1,3,11,25,37,60… Ölüleri sayıyoruz. Bir tek kişinin bile burnu kanasa zulümdür oysa. Güçlünün gücünün güçsüze yettiği bir dünyada yaşamanın utancını, vebalini, yükünü taşıyoruz. Elimizi uzatamadığımız insanların acısıyla kahroluyor, onların ocağına düşen ateşi iliklerimizde hissediyoruz. İçimiz yanıyor ve bağırıyoruz. Kahrediyoruz, ileniyoruz, lanetliyoruz.

Çünkü ne var elimizde sözcüklerimizden başka?

Biz ki yanağımıza tokat atana gül uzatmayı ilke edinenler, şiddetin her türlüsüne karşısında, onurlu mücadelenin her daim yakınında duranlar… Sadece silah satışının değil, silah üretiminin son bulmasını isteyenler… Hiç kimsenin dininden, dilinden, ideolojisinden, etnik kökeninden, teninin renginden dolayı dışlanmaması için dil dökenler… Bizler, herkesin ölüsü için ağlayabilenler, yas tutabilenler. Durmadan, her zaman, her yerde barışı, kardeşliği, sevgiyi, iyiliği bir bayrak gibi göğsünde taşıyanlar… Ve yarın yanağından gayri her şeyi dürüstçe, kardeşçe bölüşebilmeyi isteyenler… Bizler, mermilerin değil, sözcüklerin kudretine inananlar.

Ne var elimizde, sözcüklerimizden başka?

Sabırla, özenle, inatla daima aynı düşü kurduk, dilimizde tüy bitse de aynı özlemleri tekrar edip durduk. Susturulsak da, dışlansak da, hapse atılsak da, öldürülsek de haykırmaya ve yine sabırla, özenle, inatla barışı savunmaya devam ettik.

Bir büyük zulme daha tanıklık ediyoruz bugünlerde. Kalbimiz Gazze’de bu kez. Kiminin duası, kiminin dileği, kiminin umudu hep aynı. Dünya basınının sıradan bir habermiş gibi verdiği, çoğu devletin görmezden geldiği, çoğu liderin sus pus olduğu bir cehennemin adı Gazze.

Leyla Enver Gandur. 8 aylık. İsrail'in attığı gaz bombası nedeniyle can verdi. Yani öldürüldü, yani katledildi, yani... 

Yani yürek ağrısı, yani göz yaşı, yani isyankar bir çığlık…

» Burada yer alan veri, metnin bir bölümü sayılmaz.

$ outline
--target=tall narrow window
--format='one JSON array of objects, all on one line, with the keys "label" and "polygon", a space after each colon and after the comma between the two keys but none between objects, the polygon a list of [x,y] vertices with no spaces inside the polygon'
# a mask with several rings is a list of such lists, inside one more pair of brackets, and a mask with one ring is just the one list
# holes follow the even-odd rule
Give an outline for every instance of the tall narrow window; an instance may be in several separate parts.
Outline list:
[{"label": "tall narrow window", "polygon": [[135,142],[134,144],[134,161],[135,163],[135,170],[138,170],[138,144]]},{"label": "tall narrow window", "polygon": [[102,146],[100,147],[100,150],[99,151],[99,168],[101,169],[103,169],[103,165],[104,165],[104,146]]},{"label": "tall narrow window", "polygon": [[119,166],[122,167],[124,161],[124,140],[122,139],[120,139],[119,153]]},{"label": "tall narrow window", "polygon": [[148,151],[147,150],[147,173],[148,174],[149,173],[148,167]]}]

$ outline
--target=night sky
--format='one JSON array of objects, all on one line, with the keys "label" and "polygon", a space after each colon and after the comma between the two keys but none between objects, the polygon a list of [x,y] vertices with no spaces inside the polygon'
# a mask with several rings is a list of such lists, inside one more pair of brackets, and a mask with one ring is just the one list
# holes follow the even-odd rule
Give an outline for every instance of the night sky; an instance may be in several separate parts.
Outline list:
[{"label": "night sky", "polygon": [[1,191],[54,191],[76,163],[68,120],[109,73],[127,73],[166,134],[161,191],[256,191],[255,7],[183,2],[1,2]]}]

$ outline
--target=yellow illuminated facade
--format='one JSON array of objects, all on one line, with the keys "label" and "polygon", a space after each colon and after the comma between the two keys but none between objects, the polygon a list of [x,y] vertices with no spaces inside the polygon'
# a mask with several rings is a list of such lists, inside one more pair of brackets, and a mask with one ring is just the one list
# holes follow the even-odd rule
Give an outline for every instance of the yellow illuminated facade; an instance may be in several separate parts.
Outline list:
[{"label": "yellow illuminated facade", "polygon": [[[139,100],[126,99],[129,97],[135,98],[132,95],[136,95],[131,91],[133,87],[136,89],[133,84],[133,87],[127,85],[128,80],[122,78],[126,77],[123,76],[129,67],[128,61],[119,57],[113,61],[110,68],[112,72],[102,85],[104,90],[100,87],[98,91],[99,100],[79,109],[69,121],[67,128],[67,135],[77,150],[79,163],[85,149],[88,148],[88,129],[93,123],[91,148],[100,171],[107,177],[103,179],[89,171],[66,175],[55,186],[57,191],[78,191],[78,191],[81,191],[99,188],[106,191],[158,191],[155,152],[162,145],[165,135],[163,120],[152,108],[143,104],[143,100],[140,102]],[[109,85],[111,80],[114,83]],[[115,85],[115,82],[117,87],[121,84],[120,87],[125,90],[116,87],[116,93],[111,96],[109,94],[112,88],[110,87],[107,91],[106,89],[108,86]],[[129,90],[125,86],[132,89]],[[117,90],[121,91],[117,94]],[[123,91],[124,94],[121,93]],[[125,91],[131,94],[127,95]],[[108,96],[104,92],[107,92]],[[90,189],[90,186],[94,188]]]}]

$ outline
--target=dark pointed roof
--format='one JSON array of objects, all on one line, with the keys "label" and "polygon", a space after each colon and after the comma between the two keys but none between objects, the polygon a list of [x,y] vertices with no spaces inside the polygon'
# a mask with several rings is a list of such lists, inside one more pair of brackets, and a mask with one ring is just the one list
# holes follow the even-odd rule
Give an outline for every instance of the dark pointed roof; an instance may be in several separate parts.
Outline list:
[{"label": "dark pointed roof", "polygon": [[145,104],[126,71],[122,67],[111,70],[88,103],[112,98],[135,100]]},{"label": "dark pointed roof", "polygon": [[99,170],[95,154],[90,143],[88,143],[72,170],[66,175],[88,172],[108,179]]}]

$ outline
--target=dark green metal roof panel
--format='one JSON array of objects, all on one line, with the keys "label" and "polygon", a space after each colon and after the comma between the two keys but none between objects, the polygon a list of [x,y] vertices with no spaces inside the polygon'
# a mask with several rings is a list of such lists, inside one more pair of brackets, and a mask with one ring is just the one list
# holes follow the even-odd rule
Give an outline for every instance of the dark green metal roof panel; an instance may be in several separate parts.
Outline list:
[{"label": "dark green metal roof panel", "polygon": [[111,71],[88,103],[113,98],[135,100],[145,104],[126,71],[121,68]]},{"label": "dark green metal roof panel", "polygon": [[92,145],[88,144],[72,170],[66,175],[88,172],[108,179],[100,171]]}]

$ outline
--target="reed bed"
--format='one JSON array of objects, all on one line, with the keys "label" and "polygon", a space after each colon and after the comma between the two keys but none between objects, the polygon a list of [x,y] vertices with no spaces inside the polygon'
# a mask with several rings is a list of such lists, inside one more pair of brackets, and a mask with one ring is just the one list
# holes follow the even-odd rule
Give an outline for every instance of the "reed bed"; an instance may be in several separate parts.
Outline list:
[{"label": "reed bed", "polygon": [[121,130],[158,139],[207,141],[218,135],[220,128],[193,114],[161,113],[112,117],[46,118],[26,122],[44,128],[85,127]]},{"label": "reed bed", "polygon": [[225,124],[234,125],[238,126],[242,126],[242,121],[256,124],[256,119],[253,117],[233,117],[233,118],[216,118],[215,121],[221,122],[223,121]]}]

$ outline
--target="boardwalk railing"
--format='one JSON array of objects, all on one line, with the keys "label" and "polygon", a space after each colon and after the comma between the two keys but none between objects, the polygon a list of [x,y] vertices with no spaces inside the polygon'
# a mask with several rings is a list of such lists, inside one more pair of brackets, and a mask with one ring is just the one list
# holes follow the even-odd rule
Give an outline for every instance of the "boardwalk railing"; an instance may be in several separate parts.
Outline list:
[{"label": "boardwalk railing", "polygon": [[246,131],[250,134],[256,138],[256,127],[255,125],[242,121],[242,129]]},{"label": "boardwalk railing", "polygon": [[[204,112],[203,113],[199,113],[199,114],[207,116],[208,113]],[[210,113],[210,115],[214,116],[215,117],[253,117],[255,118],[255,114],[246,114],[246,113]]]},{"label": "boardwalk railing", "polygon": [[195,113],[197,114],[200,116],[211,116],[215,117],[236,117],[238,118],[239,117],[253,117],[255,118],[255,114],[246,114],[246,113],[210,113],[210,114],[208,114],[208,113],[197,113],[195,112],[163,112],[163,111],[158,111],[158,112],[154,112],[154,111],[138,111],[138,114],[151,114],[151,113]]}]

Suskunluk da bir mavzer şimdi. O yüzden öylece bakıp geçmemek gerek. Çünkü başkasının acısını hissettiğimiz kadar varız, insanız. Lanetlemek, ilenmek, kahretmek de yetersiz, boşuna, biliyorum, biliyorum ama susmuyorum. Lanet olsun zulmedenlere, lanet olsun, lanet olsun!

Ne var elimde sözcüklerden başka? 

En öfkeli, en inatçı, en isyankâr sesimle bağırıyorum:

Bu zulüm bitsin.

Zenginin fakire, güçlünün güçsüze gaddarlığı son bulsun.

Bu, bir insanlık suçudur.

Ve sessiz kalanın elindedir kan. Bu katliama itiraz edin, tek gücünüz bu olsa bile.

Bilin ki, sözcükler er geç galip gelecektir.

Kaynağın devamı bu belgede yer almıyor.